Sep 20, 2017

24FPS @ LFF 2017: Mini-Reviews 1

So Help Me God
Dir: Jean Libon, Yves Hinant
The true crime documentary is going through a particularly interesting period right now, with series like Making A Murderer and The Keepers and films as straightforward as Amanda Knox or as formally interesting as Casting JonBenet. So Help Me God doesn't break any new ground in the way it's made, but it does show most of us a job within the justice system we're not familiar with, through a highly engaging and interesting woman.

Anne Gurwez is a Belgian investigating magistrate, a job that seems to be somewhere between detective and prosecutor and carries a great deal of influence on how people are dealt with within the Belgian system. The film follows her over the course of several months, as her day to day work on current cases coincides with the reinvestigation of a 20 year old double murder.

Gurwez herself is the best reason to give So Help Me God a look. She seems like she takes a nuanced approach to her work; tough but good humoured, able to be talked round to giving someone a chance if she likes them, but sharp tongued if she detects any hint of bullshit and deadly serious when the situation demands it. This mix often provokes some amusing juxtapositions of the gruesomeness of some of her work and the matter of fact and generally good humoured way she approaches it (see the scene where a body is exhumed in the cold case).

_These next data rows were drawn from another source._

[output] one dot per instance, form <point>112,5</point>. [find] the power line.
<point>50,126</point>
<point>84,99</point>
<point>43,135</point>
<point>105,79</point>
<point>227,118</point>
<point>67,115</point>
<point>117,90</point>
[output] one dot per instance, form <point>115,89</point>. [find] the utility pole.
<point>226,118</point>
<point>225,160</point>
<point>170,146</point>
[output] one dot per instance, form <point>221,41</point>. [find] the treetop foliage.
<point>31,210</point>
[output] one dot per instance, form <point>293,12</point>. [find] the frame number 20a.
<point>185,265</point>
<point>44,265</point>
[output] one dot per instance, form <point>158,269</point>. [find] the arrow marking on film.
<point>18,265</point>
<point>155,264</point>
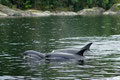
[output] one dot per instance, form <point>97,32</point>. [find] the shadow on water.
<point>46,34</point>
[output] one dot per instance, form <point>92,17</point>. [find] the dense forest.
<point>58,5</point>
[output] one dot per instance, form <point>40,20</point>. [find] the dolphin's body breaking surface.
<point>59,54</point>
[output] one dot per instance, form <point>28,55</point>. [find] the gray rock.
<point>3,14</point>
<point>91,11</point>
<point>109,12</point>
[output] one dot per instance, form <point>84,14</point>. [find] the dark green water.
<point>46,34</point>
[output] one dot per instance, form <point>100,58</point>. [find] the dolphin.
<point>68,54</point>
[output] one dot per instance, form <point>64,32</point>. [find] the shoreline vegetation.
<point>94,11</point>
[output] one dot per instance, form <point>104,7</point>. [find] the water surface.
<point>45,34</point>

There are many memorable moments here, some are quite light, like the scene in which a dominatrix accused of theft amuses Gurwez by discussing some of the strangest requests her clients have made, but others are much darker and heavier. The film hits hardest in the investigation of a horrifying infanticide, which is immediately followed by a coldly matter of fact confession by the child's mother, who tells a story that suggests insanity in the calmest and most measured tones. It's a truly disturbing scene that nothing else in the film comes close to matching.

Overall, this is a pretty conventional film made engaging by an unconventional personality at its centre and some compelling stories, it's perhaps more suited to the BBC's Storyville than a cinema, but it's well worth a watch if you're interested in true crime.
★★★

Pickups
Dir: Jamie Thraves
Aiden Gillen is one of those actors who can make everything he's in a little bit better. Especially as he's got into middle age, he's become one of those actors who always disappears into a character, and that is the jumping off point for
Pickups, which Gillen co-wrote with director Jamie Thraves.

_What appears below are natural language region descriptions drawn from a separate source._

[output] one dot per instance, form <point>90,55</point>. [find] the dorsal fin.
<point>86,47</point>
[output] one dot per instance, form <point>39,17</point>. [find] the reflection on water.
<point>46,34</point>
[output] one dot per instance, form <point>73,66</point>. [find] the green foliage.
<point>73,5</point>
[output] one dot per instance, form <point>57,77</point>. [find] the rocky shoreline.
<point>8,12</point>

Gillen plays Aiden, an Irish actor who is well known enough to get recognised regularly, but not George Clooney famous. He's recently divorced and preparing to make a new film, in which he's going deep into preparation to play a serial killer. It seems, however, that he may have got a bit too far into this character.

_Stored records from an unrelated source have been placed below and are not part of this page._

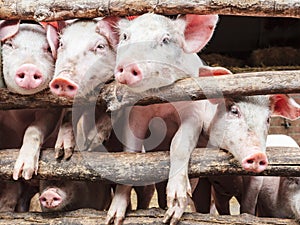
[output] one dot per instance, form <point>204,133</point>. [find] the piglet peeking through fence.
<point>28,54</point>
<point>155,51</point>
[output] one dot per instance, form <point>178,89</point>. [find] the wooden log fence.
<point>139,217</point>
<point>116,96</point>
<point>61,9</point>
<point>153,166</point>
<point>149,167</point>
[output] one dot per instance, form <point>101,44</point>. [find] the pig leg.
<point>29,189</point>
<point>161,194</point>
<point>202,195</point>
<point>27,161</point>
<point>119,205</point>
<point>251,188</point>
<point>183,143</point>
<point>133,143</point>
<point>65,143</point>
<point>144,196</point>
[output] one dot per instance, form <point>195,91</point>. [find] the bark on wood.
<point>139,217</point>
<point>116,96</point>
<point>141,168</point>
<point>61,9</point>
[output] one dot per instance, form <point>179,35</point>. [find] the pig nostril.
<point>21,75</point>
<point>250,161</point>
<point>262,163</point>
<point>37,77</point>
<point>134,73</point>
<point>70,87</point>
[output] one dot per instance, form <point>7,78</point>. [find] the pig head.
<point>23,47</point>
<point>155,51</point>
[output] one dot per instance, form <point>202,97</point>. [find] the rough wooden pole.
<point>141,168</point>
<point>61,9</point>
<point>139,217</point>
<point>116,96</point>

The premise of Pickups (the title referring both to casual sex and to additional shooting after a film's main production) isn't wildly original; a mid-life crisis coinciding with an actor going too deep into a role, but it should provide ample room for an actor like Gillen to get his teeth into a starring role (he's in practically every frame of the film). Unfortunately, I found the film meandering and lacking much insight. Narration frequently tells us what Aiden is thinking at any given moment, which it doesn't need to do, Gillen is a good enough actor to show us without our needing to be told most of what the voiceover says. Even with this though, everything is on the surface. The disconnect between Aiden's real life – the daughter he hasn't seen for some time back in Ireland – and his work on this character is interesting in concept, but the screenplay doesn't say much that's especially new or insightful about either side of that divide. 

The overarching story never coheres into anything terribly interesting, so what we end up with is more a series of vignettes. Some are interesting enough, interactions with fans often throw up an amusing moment, but even when we're supposed to be unnerved because he's too deep in the character, this doesn't feel like it bleeds over into these interactions. Only one vignette stuck in my mind, a brief moment with Antonia Campbell Hughes as an actress friend of Aiden's, who he suggests should have a part in the film. It's the one moment that chills the blood.

It's interesting to see Gillen play a character whose experiences seem so close to his own, but because of that it disappointing that Pickups doesn't feel more insightful. Ultimately if you want to see a version of an actor blurring the line between life and acting I'd suggest seeking out the underseen I Love A Man In Uniform rather than this.